I don't know anything about these breeders so please don't take this as any sort of endorsement. You'll want to do your own research on these breeders to find out whether or not you trust them.

RiffRaff Rex Rattery is in Milwaukee. Within a couple hours drive from you, I also found A Rat's Tale Rattery and Cosmic Curls Rattery.


----------



## ChloeJ

Thank you very much! I'll look into these breeders when I get home as Facebook is blocked on my school Chromebook. Hopefully they're intact after all of the Seoul stuff.


----------



## ChloeJ

I sent the ratteries messages with no response. Luckily, there's a pair of female rats adoptable at HAWs which is near me, but I fear that it'll take me too long to prepare and they'll be gone by the time I'm ready for them. My mom isn't giving me a sure yes yet (she will, I'm positive), so I can't even order the cage until she does.


----------



## Grotesque

Check the local shelters. There are almost always sweet adoptable boys. There were 2 brothers in my local shelter for a long time but they were just adopted yesterday. Check around. Try Petfinder. If there aren't any, try in a week. You will find some quickly. I'm in Racine, WI and I have connections. Let me know when you are ready and I can help find some for you.


----------



## ChloeJ

My mom said yes! I'll be ordering the cage this Saturday (I would sooner but today is her birthday), so when it comes, I'll get the cage ready and officially start looking for rats. I just found out that my dad can drive up to an hour away and I'm currently eyeing up a bunch of babies at the Jefferson Humane Society, hopefully they won't be gone by the time I'm ready for them.


----------



## Grotesque

The ones in Jefferson have been there for quite a while. I doubt they will be going anywhere anytime soon.


----------



## ChloeJ

STILL looking for rats. I'm a secondary option for this pair of rats at HAWs, so I'll find out if they were adopted or not by the people who originally put them on hold tomorrow. The chances of them not picking them up today are slim, however. Extremely slim. I'm feeling so discouraged. I have my setup ready and everything, but Craigslist and Petfinder are basically empty.


----------



## Grotesque

Its not a race.  The right rats are worth waiting for. I promise.


----------



## ChloeJ

Grotesque said:


> Its not a race.  The right rats are worth waiting for. I promise.
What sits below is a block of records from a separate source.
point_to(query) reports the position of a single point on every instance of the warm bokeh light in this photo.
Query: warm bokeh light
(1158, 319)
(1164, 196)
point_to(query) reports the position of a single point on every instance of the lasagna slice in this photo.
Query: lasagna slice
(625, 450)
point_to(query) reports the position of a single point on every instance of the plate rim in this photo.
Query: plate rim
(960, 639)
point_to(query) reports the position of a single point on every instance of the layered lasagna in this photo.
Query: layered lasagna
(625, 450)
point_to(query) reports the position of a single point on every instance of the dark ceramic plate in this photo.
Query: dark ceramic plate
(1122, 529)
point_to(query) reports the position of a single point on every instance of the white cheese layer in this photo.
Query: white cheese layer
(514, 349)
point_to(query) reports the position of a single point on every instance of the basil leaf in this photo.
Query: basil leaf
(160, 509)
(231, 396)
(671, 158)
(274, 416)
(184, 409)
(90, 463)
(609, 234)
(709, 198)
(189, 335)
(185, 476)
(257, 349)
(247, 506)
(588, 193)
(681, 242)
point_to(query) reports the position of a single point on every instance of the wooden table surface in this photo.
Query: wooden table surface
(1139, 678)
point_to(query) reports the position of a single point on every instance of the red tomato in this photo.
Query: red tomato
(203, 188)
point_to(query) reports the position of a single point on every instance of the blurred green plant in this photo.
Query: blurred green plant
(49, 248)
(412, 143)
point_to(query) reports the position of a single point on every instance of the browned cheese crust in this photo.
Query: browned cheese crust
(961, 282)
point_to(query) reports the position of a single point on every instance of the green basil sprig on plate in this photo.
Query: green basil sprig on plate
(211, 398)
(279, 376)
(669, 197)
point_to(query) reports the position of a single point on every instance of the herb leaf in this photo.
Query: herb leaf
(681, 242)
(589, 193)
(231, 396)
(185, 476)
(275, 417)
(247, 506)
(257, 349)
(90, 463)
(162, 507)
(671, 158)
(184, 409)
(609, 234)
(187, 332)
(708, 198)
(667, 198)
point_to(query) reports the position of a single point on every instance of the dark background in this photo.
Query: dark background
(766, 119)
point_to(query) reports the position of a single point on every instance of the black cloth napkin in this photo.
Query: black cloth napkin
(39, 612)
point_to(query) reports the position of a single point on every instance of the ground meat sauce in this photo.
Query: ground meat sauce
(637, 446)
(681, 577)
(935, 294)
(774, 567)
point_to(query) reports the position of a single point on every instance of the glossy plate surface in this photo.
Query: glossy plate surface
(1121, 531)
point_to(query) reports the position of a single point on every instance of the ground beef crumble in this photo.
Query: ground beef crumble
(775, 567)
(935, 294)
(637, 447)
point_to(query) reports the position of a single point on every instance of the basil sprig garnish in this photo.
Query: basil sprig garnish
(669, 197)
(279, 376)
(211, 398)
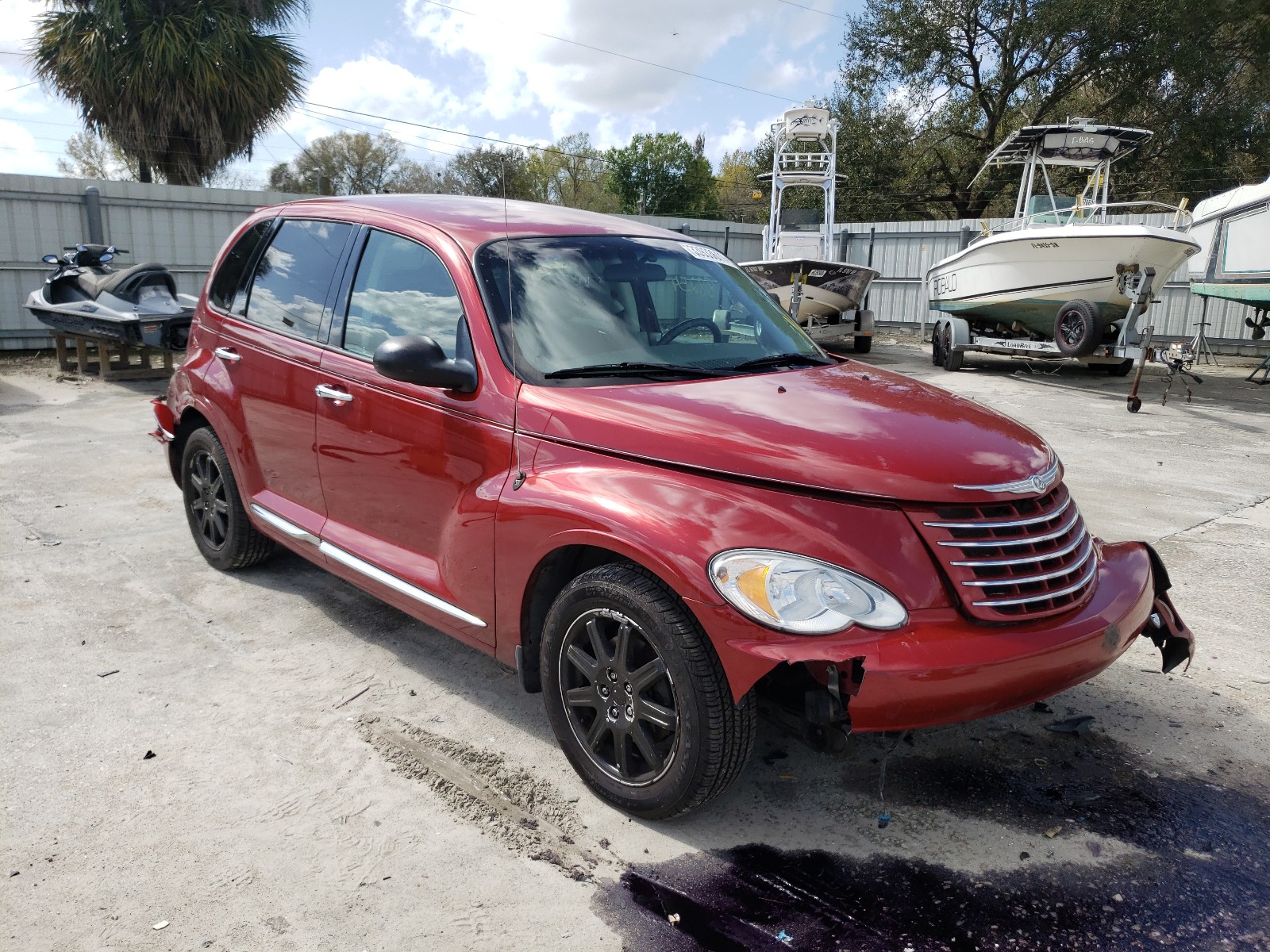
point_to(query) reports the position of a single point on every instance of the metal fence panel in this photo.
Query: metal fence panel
(183, 228)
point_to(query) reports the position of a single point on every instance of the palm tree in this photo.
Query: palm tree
(182, 86)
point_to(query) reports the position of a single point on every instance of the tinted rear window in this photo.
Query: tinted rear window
(292, 277)
(229, 278)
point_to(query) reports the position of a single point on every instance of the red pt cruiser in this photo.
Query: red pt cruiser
(600, 452)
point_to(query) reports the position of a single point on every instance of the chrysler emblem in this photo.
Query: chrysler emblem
(1037, 484)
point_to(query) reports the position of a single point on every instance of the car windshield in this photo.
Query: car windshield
(598, 306)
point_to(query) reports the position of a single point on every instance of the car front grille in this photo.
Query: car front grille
(1014, 562)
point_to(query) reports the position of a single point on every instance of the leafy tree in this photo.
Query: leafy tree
(181, 86)
(352, 164)
(493, 173)
(93, 158)
(660, 173)
(927, 90)
(738, 184)
(572, 173)
(412, 178)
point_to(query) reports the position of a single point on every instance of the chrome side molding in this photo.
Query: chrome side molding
(393, 582)
(281, 524)
(366, 569)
I actually ended up getting two young, beautiful males from the Ozaukee Humane Society just yesterday. I'll be making a post about them soon. They're still a little cautious of me, but I can just tell they'll become really comfortable in a few days/weeks. I named one of them Beau (he's black on his head and white on his body) and one of them Ace (he's albino).


----------



## Grotesque

Aww congrats!


----------